Could New Lending Rules Create A Disaster?
In an effort of full disclosure the lending world is adding a few “buyer friendly” practices…
What are they?
- When making application with a lender a buyer must receive a set of disclosures including a Good Faith Estimate & a Truth In Lending Statement within 3 days…
- After receipt of the disclosures the buyer CANNOT close the loan within 7 days (including Saturday).
- * The Biggest * If the APR changes before settlement from the time of disclosure by an 1/8th of a point then a new disclosure must be given and the 3 day period starts all over.
Do these rules really change much?
Possibly not, if you know what to expect and you plan ahead. If not, or if your Realtor doesn’t have a clue of these changes, you could end up in trouble…
2 examples situations…
A. Billy has asked for the seller to credit him 10k for closing cost. He only needs 9k. The day before settlement he decides to use the extra 1k to buy down his interest rate so he doesn’t loose his 1k.

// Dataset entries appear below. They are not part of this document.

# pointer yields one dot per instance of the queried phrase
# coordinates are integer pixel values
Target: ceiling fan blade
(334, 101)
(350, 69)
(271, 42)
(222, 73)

This changes the APR by more than 1/8th so to make this change would delay settlement causing him to be in default.
B. Anne is a buyer who likes to gamble on interest rates decreasing so she doesn’t lock in her rate with her lender. She already has her disclosure but then wants to make last minute interest rate changes (usually before 5 days prior to settlement), then she will have another settlement issue.
What to do???
This change shouldn’t cause too many issues if buyers are prepared. Overestimating closing cost requests, last day of the month settlements, and not locking in interest rates in a timely fashion could soon become a thing of the past.